俗话说“破屋更糟连夜雨,漏船又遇打头风”,本来就让吓得心难受,这会儿又赶上个大阴天,奇了个怪,长沙三十七度的天还能下出雨来。
不说还好,一说就使劲下,故意要给莫关山一点颜色看。
好歹不算大,邪风一刮,便落下豆大的雨,打得一块块老瓦窸窣作响,很快就在凹凸不平的表面积攒水洼,颇有些青石板上落雨声,光影斑驳疏影痕的意味,古得很。
视线里凤毛麟角的过客神色不一,有人等雨停,有人等伞来,有人正在雨中穿行。
比如迎面走来那伙计。
民国长衫,手撑纸伞,慢条斯理,仿佛是一粒潮宗街的灰尘,抑或是一泓清泉,看似平淡却也打出了秋水涟漪。

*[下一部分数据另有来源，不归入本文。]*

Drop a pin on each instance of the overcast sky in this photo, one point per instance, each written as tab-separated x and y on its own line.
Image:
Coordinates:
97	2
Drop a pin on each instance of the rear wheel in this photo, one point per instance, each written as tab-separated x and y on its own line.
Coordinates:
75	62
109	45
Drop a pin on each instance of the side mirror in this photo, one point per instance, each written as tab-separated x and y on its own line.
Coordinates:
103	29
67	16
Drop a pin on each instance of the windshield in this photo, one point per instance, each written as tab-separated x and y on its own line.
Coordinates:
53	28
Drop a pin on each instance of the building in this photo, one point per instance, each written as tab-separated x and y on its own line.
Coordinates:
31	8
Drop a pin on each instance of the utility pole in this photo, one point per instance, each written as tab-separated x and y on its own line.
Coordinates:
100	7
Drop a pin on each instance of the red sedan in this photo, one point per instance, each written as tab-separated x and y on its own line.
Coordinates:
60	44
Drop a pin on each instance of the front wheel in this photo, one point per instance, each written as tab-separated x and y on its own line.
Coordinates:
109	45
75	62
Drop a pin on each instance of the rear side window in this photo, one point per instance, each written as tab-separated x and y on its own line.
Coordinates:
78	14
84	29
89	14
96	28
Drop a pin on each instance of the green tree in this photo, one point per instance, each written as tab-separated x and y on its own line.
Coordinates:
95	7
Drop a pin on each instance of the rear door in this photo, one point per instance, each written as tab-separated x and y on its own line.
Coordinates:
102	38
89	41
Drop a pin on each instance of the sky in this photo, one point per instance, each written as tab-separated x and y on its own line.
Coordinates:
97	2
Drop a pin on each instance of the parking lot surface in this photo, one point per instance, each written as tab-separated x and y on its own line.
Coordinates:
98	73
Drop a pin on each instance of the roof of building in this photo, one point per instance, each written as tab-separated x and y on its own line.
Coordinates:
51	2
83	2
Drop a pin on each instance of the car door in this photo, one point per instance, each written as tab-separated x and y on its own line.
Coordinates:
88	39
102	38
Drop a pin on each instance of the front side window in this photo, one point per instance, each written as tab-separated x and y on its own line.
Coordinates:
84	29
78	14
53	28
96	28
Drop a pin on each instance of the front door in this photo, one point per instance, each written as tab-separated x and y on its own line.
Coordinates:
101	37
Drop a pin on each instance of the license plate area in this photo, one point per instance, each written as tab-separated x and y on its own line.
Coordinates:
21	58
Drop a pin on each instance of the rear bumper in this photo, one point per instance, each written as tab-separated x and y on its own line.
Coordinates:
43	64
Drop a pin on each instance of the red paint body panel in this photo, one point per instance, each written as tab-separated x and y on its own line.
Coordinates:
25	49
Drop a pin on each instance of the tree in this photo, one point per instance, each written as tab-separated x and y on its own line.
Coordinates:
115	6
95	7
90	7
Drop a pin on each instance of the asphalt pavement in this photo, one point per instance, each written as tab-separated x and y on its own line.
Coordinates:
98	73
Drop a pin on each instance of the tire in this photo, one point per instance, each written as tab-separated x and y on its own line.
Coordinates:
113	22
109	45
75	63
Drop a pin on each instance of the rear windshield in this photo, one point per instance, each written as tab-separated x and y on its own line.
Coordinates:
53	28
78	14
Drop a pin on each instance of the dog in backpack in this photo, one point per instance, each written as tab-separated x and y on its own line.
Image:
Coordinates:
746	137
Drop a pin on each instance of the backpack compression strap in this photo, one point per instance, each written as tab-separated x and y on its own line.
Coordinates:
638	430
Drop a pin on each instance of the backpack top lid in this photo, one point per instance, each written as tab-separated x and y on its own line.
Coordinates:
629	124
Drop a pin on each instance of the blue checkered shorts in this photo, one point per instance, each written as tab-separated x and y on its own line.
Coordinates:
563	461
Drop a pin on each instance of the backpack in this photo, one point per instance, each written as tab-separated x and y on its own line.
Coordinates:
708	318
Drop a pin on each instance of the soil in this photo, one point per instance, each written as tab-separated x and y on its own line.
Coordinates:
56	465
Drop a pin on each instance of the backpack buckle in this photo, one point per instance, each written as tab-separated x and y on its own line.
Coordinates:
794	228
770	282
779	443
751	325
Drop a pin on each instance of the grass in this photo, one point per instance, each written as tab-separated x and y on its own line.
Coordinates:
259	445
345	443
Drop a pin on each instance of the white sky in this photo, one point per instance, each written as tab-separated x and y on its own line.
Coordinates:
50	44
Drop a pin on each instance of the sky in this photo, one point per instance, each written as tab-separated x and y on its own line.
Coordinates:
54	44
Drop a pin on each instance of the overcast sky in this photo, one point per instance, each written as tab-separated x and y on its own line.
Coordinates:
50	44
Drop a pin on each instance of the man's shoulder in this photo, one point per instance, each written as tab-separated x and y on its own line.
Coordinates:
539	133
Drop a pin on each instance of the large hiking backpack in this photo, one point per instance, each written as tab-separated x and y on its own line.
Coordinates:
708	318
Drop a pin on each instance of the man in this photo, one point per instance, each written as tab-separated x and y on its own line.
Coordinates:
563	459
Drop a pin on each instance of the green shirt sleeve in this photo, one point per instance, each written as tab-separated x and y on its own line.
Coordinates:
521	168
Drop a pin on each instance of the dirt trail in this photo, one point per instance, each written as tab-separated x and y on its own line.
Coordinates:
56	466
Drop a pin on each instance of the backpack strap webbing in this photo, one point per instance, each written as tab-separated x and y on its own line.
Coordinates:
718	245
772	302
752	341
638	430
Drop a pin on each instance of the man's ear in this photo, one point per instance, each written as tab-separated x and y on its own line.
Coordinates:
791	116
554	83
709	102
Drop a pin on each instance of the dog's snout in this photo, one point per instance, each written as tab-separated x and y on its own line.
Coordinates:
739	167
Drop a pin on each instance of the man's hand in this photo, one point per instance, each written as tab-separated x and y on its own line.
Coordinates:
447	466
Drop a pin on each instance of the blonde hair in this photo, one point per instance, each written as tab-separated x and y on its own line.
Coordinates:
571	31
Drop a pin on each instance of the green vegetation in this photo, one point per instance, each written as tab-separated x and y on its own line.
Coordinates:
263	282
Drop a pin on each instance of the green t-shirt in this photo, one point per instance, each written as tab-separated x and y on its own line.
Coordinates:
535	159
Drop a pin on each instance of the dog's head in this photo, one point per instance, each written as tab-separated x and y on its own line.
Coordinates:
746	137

让莫关山真正收回打量的,是那人指尖所挑,一盏灼灼莲花灯。
随着缓慢移动的脚步,在墨色瓦地上映出小片模糊的红影,最后停滞在他的脚前。
民间有道:
莲花续昼,为人引路。
可偏偏如此诡谲的举止,莫关山内心却毫无波澜,反而生出满心痛彻,等他抖着手摸向眼角,已然发现指尖的湿润。
这是……为何?
乍然回眸,只见伞面倾斜,露出其后一张苍白的脸,三千黑发,顷刻与脑海中恍然飞过的画面不谋而合,让莫关山为之一震,时紧时疏的雨声里,只听得其中久违的感伤。
“阿山,你来了。”
阿山,可是唤他?
还未清醒,他只听自己应和回去。
莲灯之下,水洼子里,有人踩过,溅湿双履。荡漾着的水花中央,圈起小小的一双人,跟着那抹红,消失在拐角。